How does sequenceA work on lists of pairs?

It uses mappend. The Applicative instance it uses looks like this:

instance Monoid a => Applicative ((,) a) where
    pure x = (mempty, x)
    (af, f) <*> (ax, x) = (mappend af ax, f x)

In Haskell, typeclass instances for a type can be "conditional" on the existence of other typeclass instances for parts of the type. Not all type constructors of the form ((,) a)are instances of Applicative, but only those for which the a type has a Monoid instance.

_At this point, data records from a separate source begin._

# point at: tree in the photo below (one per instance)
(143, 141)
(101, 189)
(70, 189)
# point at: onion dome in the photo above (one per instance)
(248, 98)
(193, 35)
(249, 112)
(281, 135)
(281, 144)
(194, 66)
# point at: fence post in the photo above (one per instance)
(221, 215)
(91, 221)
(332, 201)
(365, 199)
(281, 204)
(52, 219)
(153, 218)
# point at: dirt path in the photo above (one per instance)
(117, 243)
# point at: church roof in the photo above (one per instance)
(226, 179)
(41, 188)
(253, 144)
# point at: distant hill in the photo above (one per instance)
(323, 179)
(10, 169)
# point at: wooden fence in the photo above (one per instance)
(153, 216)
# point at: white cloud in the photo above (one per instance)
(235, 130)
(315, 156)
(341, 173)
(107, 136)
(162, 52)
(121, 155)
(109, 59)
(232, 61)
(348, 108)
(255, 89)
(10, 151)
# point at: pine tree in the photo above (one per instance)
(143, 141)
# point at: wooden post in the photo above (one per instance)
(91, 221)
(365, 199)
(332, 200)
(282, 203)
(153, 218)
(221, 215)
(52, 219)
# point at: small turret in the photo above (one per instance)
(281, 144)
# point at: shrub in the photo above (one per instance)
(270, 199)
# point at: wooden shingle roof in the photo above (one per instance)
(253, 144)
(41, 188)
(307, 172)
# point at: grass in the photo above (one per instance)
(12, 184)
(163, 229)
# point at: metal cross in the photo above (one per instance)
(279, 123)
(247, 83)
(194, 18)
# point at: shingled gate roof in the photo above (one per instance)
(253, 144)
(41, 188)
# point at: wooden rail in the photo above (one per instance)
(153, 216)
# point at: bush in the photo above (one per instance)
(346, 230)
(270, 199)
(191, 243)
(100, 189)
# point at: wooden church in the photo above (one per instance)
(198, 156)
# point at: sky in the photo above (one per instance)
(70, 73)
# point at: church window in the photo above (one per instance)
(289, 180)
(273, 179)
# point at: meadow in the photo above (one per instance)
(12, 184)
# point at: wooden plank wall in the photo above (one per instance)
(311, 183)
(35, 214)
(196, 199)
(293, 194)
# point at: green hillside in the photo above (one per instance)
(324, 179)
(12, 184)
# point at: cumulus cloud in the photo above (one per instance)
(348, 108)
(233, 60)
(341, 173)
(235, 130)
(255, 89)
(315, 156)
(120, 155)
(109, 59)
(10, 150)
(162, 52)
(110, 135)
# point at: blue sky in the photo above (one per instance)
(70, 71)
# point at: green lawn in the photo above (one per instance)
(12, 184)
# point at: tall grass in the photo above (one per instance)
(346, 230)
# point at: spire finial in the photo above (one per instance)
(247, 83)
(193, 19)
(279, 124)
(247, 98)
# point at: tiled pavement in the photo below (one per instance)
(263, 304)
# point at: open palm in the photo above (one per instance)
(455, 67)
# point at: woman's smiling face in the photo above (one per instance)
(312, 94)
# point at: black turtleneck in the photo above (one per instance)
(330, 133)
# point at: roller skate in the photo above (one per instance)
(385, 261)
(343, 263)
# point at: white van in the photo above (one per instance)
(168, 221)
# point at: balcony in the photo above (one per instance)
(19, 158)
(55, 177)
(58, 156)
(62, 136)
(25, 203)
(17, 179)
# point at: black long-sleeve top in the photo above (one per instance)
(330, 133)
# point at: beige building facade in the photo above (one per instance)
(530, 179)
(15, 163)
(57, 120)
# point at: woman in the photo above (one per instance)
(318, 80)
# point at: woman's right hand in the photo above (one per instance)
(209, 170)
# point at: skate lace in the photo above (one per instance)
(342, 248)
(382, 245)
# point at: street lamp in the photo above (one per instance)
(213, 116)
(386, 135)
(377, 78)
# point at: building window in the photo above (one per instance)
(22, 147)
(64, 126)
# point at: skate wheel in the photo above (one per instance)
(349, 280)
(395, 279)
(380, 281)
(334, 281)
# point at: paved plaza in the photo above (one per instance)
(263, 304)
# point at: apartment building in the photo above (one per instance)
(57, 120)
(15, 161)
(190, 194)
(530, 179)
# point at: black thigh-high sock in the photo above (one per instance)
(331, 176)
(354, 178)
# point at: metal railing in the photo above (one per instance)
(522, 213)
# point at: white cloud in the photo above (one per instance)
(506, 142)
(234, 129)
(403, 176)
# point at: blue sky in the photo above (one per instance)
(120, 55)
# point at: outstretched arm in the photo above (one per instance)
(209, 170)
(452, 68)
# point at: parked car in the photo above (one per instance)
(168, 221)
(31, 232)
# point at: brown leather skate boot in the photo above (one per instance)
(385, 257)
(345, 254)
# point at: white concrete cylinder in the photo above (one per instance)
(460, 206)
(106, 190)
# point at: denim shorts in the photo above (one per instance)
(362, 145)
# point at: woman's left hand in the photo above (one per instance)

These required constraints appear before the => in the instance's Haddocks, like this:

Monoid a => Applicative ((,) a)

Why is the Monoid instance required? For one, pure for ((,) a) needs to materialize an a value out of thin air to put in the first element of the tuple. mempty for the type a does the job.

---

There can be chains of required constraints that are several levels deep. For example, why does the following work?

ghci> import Datta.Function ((&)) -- flipped application
ghci> [(id :: String -> String, 2 :: Int), (\x -> x ++ x, 1)] & sequenceA & fst $ "foo"
"foofoofoo"

Here the first component is a function. As before, it must have a Monoid instance for the sequenceA to work. But when is the type a -> b a Monoid? Looking at the Haddocks, we find:

Monoid b => Monoid (a -> b)

That is, functions are Monoids when the return type (here String) is a Monoid.

Actually, there's another Monoid instance for functions available through the Endo newtype. It's common to use newtypes to select which instance to use for a given operation, although it requires some amount of wrapping and unwrapping.